The Law Society of Ontario
Overview of the CPD Requirement
What is the CPD Requirement?
Lawyers and paralegals who have been practising law or providing legal services for more than 2 years must complete in each calendar year at least 12 CPD Hours in Eligible Educational Activities consisting of a minimum of 3 Professionalism Hours on topics related to professional responsibility, ethics and/or practice management and up to 9 Substantive Hours per year. Only Professionalism Hours must be accredited by the Law Society of Upper Canada. The remaining 9 Substantive Hours need not be accredited. Substantive Hours may address substantive or procedural law topics and/or related skills. Non-legal subjects may also be eligible towards Substantive Hours if they are relevant to the lawyer's or paralegal's practice and professional development.
Who has to fulfill the CPD Requirement?
Lawyers and paralegals in the 100% fee-paying category are subject to the CPD requirement. In addition, lawyers and paralegals in other fee categories that are providing legal services that are either based on Ontario or Canadian Law (including on a pro bono basis), or as a life member, subject to the CPD requirement. Licensees in fee categories other than the 100% category who are not practising Ontario or Canadian law are exempt from the CPD Requirement. However, lawyers and paralegals are subject to the CPD Requirement for each month that they are in a 100% fee-paying category. See By-Law 6.1 and Fee Categories for more information. Lawyers and paralegals who need guidance to determine their membership category should contact the Law Society's Client Service Centre at (416) 947-3315, or toll-free at 1-800-668-7380, ext. 3315.
What is the purpose of the CPD Requirement?

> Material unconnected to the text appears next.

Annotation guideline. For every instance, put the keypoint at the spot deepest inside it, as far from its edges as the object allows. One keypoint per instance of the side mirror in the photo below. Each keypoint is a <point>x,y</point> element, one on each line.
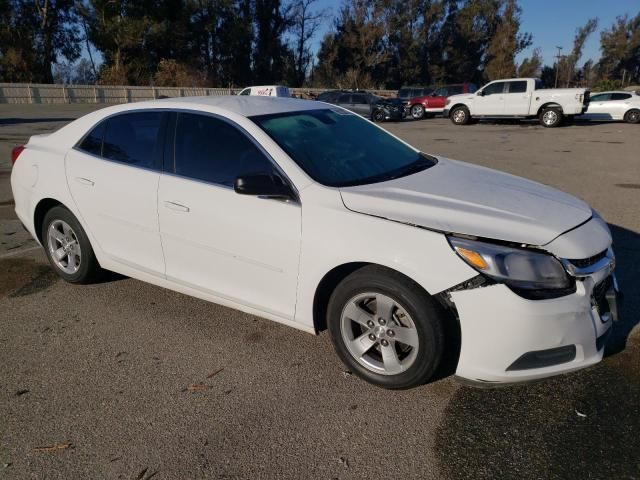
<point>261,185</point>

Continuing professional development (CPD) is defined as the maintenance and enhancement of a lawyer's or paralegal's professional knowledge, skills, attitudes and professionalism throughout the individual's career. It is a positive tool that benefits lawyers and paralegals and is an essential component of the commitment they make to the public to practise law or provide legal services competently and ethically. The Law Society has an important role to play in supporting the efforts of lawyers and paralegals to maintain and enhance that competence. It also has a duty to ensure that all persons who practise law or provide legal services in Ontario meet standards of learning, professional competence and professional conduct that are appropriate for the legal services they provide.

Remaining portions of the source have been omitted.